The referee, after issuing me a yellow card for my celebration, blew the final whistle only about 30 seconds after the ensuing kickoff and we win. These British guys were absolutely stunned, so stunned they weren’t even mad. They just stood there watching us celebrate with dead stares on their face, complete disbelief, as if to say “I can’t believe these bloody Yanks just beat us.”
Those dirty fucking red coats had no idea what’s coming. You didn’t score that intramural goal for your team, you scored it for America and nobody can ever take that from you.
I have two “glory days” stories, both involve high school track.
I have a third from when I was 9 years old, which sounds outside of your requirements (I tripled off someone that is now in the major leagues – he was 8 at the time. I have video evidence of this one). This was in a legit little league game and not just playing a pick up game at the park.
Anyway, for the first two hopefully as someone who has completed a marathon, you can appreciate to an extent. The second track story is a bit more compelling because it involves holding a grudge.
Junior year homecoming, Rolling Meadows vs Hersey, conference title on the line. I’m playing the worst game of my life, J’Marcus Webb levels of bad, QB shoulda died. But anyway we ran a WR screen and our guard laid out one of the most vicious hits on this poor corner, and then the next play we torched him on a goal line fade to win it. Just picked on the kid the whole way down the field to not only cap off our season, but pretty much end theirs as well.

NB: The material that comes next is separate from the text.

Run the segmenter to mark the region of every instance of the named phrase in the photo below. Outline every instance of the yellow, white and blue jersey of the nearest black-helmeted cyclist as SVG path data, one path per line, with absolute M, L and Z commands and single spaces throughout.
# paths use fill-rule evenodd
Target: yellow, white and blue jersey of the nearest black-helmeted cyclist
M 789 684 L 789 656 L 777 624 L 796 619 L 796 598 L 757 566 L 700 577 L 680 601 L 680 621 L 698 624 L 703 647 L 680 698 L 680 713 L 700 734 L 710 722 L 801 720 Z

Get to college and find that poor guy is my teammate.
Viva, Bear Down
Not sure if you want to include gym class heroes but senior year of high school last day of whiffle ball at St. Rita(all boys school). The Dildos Vs the Pubes. Those were are actual team names, this class was chaos. Games were timed because we would just play one game that would last the whole class period, my team, the dildos, was down three with the bases loaded. Teacher comes out and says last at bat so a single a double or a triple would not keep the dildos undefeated season alive. Needed a dinger. First pitch yacked it off the wall above the home run line. Dildos go undefeated in whiffle ball.